Yin bin, an analyst at Huaxin securities, believes that after a round of price increase, the cost side constraints of Shanxi Guoxin Energy Corporation Limited(600617) vehicles are expected to be marginal eased. However, in the future, the industrial chain differentiation and profit distribution of new energy vehicles will be the key points of the industrial chain game in 2022, which will also show the characteristics of the game in the secondary market. “We continue to be optimistic about high nickel ternary, diaphragm, power battery and some of them α High quality leading assets. “
photovoltaic polysilicon prices rose for 9 consecutive weeks, and the theme of “carbon neutralization” is in the ascendant
The situation in Russia and Ukraine has boosted the continuous rise of energy prices, with natural gas and oil prices hitting recent highs. The rapid rise in the price of traditional energy will also promote overseas countries to accelerate the transformation to scenery renewable energy, driving the hot photovoltaic track in China. The price of domestic silicon has risen for nine consecutive weeks this year.

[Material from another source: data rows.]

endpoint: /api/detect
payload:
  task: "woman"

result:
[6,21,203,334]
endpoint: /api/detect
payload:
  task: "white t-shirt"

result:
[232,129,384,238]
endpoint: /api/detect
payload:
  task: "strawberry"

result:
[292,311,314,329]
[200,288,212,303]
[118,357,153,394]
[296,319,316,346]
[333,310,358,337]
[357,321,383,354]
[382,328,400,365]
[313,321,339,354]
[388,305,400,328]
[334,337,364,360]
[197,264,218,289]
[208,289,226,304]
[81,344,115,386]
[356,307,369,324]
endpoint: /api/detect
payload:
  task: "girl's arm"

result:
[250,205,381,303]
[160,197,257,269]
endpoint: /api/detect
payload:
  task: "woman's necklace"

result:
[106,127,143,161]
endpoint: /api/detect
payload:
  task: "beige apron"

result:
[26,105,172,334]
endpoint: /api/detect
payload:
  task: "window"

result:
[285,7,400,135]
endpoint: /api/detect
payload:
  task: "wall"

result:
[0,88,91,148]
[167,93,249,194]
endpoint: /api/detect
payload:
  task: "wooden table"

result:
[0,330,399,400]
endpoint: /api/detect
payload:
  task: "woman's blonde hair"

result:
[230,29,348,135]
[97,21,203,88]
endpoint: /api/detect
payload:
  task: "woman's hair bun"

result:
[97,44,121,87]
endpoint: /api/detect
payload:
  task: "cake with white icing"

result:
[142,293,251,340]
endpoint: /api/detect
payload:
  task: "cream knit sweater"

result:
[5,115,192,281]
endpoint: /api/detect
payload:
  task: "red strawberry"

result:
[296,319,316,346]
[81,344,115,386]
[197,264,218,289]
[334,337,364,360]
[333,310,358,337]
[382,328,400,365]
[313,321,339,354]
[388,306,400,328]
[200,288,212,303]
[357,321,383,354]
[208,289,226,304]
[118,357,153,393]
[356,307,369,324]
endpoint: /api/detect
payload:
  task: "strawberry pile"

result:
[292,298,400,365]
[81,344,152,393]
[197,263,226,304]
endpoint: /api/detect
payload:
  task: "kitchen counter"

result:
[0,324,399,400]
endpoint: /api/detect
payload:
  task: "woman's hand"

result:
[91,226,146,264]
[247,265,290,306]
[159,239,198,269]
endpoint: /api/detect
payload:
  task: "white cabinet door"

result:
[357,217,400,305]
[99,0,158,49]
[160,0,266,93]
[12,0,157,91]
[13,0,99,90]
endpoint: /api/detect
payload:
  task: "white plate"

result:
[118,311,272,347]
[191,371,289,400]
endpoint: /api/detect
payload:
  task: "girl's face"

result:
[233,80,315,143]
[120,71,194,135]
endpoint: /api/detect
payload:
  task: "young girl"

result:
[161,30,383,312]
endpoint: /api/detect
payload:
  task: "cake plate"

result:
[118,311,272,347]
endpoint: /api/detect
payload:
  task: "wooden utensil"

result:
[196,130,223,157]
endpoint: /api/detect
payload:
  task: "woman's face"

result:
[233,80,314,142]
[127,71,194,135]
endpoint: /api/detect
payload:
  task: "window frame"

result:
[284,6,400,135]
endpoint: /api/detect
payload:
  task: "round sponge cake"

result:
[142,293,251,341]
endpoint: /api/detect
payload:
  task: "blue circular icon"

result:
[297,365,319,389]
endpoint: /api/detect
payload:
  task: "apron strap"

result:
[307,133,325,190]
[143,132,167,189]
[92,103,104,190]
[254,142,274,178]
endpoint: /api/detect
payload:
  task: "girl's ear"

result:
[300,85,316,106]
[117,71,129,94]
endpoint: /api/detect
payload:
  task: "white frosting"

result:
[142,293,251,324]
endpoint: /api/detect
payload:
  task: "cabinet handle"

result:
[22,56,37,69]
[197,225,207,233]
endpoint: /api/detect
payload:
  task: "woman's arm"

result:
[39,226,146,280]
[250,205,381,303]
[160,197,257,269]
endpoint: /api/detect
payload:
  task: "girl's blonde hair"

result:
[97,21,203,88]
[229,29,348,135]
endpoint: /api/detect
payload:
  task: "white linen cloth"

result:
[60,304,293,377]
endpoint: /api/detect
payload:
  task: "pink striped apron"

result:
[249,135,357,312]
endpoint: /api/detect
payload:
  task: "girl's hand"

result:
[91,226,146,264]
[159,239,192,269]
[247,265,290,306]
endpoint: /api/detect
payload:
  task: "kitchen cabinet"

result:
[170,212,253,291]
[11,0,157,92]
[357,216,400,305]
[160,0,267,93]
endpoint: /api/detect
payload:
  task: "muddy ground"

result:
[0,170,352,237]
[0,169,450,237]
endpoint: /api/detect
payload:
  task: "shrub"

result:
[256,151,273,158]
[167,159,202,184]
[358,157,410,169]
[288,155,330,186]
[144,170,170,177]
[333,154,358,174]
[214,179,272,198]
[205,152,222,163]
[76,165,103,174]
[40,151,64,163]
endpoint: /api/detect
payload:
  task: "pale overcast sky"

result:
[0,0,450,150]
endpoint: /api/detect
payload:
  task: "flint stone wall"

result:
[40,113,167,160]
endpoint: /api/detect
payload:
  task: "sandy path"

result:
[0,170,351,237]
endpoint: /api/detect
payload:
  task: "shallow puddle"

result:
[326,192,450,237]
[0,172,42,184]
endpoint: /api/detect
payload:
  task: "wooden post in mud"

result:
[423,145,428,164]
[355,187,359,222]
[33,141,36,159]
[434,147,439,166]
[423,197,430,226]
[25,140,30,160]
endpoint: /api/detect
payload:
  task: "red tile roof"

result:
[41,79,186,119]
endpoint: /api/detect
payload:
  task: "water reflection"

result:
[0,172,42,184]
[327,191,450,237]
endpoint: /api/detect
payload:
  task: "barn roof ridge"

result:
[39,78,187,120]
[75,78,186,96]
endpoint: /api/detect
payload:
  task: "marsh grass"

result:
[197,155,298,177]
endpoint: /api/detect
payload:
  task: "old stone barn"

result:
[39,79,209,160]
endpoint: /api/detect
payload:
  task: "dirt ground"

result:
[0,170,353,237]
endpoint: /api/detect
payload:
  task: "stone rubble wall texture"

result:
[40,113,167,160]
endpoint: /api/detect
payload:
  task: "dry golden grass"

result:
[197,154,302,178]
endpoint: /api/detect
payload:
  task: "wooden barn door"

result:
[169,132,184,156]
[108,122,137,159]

Huaxi Securities Co.Ltd(002926) analyst Yang Guoping believes that looking back on history, international crude oil prices rose sharply during the two Chechen wars, and the rise continued until the war. In the short three months after the war, the price of natural gas also rose by more than 60% and increased by more than 80% before and after the war. According to the price performance of energy products before and after the Chechen War, the price of energy products in Russia and Ukraine is still likely to remain high after the war. Affected by the conflict between Russia and Ukraine, Europe is eager to get rid of its dependence on Russian natural gas, which will bring long-term benefits to the photovoltaic sector. It is suggested to pay attention to photovoltaic industry, carbon neutral and related funds.
It is worth noting that in the capital market, the photovoltaic industry and carbon neutralization are both large theme investments, including a large number of subdivided industries and great differences in landscape, which have high requirements on the investment rhythm. Ordinary investors are more suitable to pay attention to bargain hunting through ETF products such as new energy vehicle ETF (515030) and carbon neutralization ETF (159790).
The average price of polysilicon in China has risen sharply since the price of polysilicon reached 78000 tons in the past three consecutive weeks of 2020. According to the average price of polysilicon in the past three consecutive weeks, the average price of polysilicon in China has risen sharply since the price of polysilicon reached 78000 tons in 2020.
Driven by rising prices, more enterprises have entered the industry. The disclosure announcement of China’s A-share listed companies shows that more and more enterprises have entered the silicon material business across borders. According to incomplete statistics, since last December alone, five enterprises have announced investment in polysilicon and industrial silicon, with an investment scale of more than 10 billion. In addition, Tbea Co.Ltd(600089) , Hoshine Silicon Industry Co.Ltd(603260) recently announced that polysilicon projects will be put into operation, with planned investment amounts of 17.6 billion yuan and 17.5 billion yuan respectively. Obviously, the recent continuous rise of silicon materials has gradually shaken the previous view of generally bearish silicon prices. More and more people believe that the “tight balance” situation of silicon materials will not be alleviated until at least 2023.